制度ができて事業が成り立てば自由は減る。自由を残して普及させるには難しいバランスが必要な気がする。自前でリスク管理する余裕がなければ同業者で研修したり、共同でチェック機関を作るとか。

伊藤さんは・・言葉に詰まってしまった。「(事業所つぶれても)生活はできる・・」言葉は忘れたけど「自由にやることの方が重要」というようなことも言っていた。苦しそうに。人によったら逆切れして理念を語ってもいい場面だけど、伊藤さんは黙っていた(編集の加減かも知れないけど)。
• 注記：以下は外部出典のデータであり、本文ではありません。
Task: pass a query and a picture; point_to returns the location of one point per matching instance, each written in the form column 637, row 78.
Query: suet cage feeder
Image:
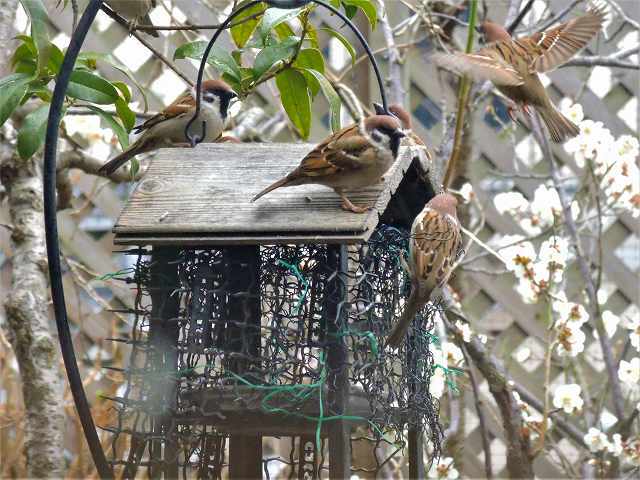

模範解答を言わないでくれて良かった。この人は社会全体、一般的な価値観に対してアクションを起こそうとしている。本当のリスクは、社会構造が変わろうとしている時代に、古い価値観を捨てられない社会にあるかもしれない。「事業所のリスク」を気にしだしたら先へすすめない。

誤解を招くけど、トップが事故のリスクを心配する福祉事業所では働きたくない。パンフレットに「安全・安心」と大きく書かれた施設に家族を入れたくないし働きたくない。No.2あたりがトップの暴走を止めるくらいがちょうどいい。